VCONST04500 - Zero-rating major interest grants after a non-residential conversion: is the building the subject of a ‘non-residential conversion’: conversions of buildings that already contain a residential part
Major interest grants in converted buildings that contain a part that was previously residential are not normally zero-rated.
The exception is where the additional dwelling or dwellings created by the conversion is contained entirely within a part of the building that was previously non-residential. Zero-rating is limited to the grant in that part.
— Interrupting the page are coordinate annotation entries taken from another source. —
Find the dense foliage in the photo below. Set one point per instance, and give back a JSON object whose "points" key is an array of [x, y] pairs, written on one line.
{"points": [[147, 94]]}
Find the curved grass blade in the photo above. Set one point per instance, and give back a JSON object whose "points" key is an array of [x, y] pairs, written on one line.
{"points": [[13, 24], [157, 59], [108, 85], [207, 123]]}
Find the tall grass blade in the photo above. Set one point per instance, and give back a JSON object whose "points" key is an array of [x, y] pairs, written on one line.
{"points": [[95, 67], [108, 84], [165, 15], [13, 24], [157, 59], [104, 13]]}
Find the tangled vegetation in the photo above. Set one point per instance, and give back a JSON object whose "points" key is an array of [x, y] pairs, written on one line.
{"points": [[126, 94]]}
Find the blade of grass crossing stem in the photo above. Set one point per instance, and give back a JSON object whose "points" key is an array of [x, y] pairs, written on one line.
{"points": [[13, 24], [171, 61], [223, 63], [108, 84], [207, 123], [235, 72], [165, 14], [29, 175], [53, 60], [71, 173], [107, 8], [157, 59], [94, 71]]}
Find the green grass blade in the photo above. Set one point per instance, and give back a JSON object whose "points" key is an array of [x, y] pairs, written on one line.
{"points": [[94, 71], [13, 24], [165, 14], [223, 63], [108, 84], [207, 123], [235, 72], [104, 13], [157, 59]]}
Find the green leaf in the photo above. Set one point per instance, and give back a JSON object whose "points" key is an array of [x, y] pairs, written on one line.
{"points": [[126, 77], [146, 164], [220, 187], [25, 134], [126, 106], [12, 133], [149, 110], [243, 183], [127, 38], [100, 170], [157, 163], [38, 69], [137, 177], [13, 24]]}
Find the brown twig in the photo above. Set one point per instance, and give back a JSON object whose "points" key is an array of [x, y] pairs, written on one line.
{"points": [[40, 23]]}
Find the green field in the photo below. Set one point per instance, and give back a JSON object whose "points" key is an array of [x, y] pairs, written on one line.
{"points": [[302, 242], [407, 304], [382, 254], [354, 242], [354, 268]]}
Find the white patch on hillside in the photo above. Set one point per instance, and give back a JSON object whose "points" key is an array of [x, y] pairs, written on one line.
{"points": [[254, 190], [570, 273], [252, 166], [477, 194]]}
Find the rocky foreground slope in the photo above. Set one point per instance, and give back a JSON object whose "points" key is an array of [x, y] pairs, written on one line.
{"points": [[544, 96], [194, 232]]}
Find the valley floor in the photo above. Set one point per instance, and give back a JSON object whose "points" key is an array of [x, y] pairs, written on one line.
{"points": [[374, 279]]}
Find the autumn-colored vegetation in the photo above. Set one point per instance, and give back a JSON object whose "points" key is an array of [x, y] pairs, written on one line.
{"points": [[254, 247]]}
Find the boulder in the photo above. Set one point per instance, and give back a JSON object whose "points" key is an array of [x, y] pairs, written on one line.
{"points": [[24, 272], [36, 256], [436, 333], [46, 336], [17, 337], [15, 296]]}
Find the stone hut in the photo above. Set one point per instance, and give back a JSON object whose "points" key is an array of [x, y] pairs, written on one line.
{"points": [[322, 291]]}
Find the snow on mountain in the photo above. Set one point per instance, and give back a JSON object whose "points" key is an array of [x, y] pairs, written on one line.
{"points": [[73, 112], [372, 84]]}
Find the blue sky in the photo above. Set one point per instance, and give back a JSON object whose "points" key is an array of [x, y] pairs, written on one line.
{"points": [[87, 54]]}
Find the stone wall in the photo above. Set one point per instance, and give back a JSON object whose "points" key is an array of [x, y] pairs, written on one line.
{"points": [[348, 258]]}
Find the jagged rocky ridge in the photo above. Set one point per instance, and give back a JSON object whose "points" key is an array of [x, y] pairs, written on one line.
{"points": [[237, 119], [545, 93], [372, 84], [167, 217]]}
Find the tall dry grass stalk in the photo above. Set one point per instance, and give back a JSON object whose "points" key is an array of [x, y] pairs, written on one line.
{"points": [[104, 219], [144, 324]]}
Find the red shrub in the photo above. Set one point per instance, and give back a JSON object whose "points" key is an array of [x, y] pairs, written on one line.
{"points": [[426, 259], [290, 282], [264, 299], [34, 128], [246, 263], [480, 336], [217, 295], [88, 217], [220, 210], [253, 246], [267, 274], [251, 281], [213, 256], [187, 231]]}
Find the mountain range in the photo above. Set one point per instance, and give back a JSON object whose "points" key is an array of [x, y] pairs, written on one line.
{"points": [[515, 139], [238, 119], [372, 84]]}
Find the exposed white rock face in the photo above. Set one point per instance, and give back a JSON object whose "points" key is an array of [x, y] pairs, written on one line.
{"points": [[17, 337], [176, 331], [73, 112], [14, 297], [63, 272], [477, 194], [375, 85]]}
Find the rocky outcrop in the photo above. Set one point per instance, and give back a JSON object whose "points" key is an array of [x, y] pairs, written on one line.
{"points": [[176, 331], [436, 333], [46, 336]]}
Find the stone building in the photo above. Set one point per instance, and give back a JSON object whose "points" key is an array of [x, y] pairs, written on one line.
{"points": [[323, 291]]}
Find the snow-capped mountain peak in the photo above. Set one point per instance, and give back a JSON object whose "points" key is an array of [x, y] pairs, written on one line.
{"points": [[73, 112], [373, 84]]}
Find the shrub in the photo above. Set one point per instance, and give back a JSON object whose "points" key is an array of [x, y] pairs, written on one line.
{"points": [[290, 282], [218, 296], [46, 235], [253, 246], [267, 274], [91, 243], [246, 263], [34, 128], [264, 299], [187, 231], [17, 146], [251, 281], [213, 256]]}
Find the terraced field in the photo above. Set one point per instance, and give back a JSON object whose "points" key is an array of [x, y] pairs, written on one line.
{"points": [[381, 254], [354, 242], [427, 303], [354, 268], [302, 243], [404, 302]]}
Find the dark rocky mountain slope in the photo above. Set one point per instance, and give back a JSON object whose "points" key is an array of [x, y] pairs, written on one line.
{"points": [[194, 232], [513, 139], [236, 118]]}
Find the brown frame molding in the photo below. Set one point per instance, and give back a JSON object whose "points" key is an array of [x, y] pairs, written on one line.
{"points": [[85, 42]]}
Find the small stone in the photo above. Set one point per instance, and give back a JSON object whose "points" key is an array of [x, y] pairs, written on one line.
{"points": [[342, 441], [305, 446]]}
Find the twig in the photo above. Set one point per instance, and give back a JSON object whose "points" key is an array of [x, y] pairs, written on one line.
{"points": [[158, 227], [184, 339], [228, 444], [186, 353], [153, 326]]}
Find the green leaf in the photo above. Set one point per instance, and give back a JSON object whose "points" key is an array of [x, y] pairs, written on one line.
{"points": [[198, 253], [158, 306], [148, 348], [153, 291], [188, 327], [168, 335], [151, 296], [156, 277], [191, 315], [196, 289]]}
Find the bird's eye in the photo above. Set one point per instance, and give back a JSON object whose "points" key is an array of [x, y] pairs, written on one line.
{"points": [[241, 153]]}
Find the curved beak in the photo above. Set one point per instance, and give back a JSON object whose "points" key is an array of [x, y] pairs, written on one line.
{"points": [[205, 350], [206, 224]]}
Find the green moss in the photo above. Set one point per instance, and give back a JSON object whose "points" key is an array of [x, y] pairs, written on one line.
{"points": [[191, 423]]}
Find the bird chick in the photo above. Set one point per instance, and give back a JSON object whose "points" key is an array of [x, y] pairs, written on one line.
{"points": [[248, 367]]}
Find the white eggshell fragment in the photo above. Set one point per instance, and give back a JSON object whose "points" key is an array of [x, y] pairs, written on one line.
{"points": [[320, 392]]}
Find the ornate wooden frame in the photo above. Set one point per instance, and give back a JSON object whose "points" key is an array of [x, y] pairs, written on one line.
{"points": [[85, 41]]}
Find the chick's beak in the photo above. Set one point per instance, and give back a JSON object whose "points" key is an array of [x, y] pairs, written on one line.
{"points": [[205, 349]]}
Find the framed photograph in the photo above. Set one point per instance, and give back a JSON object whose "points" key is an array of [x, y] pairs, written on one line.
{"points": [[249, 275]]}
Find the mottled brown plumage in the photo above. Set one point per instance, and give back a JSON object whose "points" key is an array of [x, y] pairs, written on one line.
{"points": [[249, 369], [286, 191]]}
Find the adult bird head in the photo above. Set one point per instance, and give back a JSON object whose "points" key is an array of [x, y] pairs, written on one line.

There is no provision for such grants to be apportioned. The decision in Calam Vale Ltd (VTD 16869) confirms this. The Tribunal stated:
…if you take a four-storey office block with a wide frontage and a caretakers flat occupying the whole of the attics and convert that block vertically into four town houses (each incorporating a quarter of the attic) you will get no relief; if you convert it horizontally into four flats, leaving the attics untouched, you will get relief… Equity would suggest that there should be apportionment; the Act, whether inadvertently or by design, makes no provision for this.
The relevant legal provisions are different for grants in dwellings compared to grants in buildings (or parts of a building) intended for use solely for a ‘relevant residential’ purpose.
For grants in dwellings the relevant legal provision is in the Value Added Tax Act 1994, Schedule 8, Group 5, Note 9.
Note 9 works in the following way:
Step | Issue | Action |
---|---|---|
1 | Does the building, as a whole, contain residential and non-residential parts? | Yes, go to step 2. No, then the building is either wholly ‘non-residential’ or wholly residential and Note 9 does not apply. |
2 | Does the conversion of the building create an additional dwelling or dwellings? (By additional, we mean increasing numbers from one or more but not from zero to one or more) | Yes, then relief is available for the dwelling or dwellings created entirely within the non-residential part. No, then no relief is available. |
The Court of Appeal in Ivor Jacobs ([2005] STC 1518) supports having to compare the number of dwellings in the whole of the building pre-conversion with the number post-conversion. LJ Ward said of Note 9 that:
In my judgment, Note 9 has to be construed so that the result of the conversion is to create in the building an additional dwelling or dwellings.
For grants in a building (or part of a building) converted for use solely for a ‘relevant residential purpose’ the provision is Item 1(b) (VCONST04200).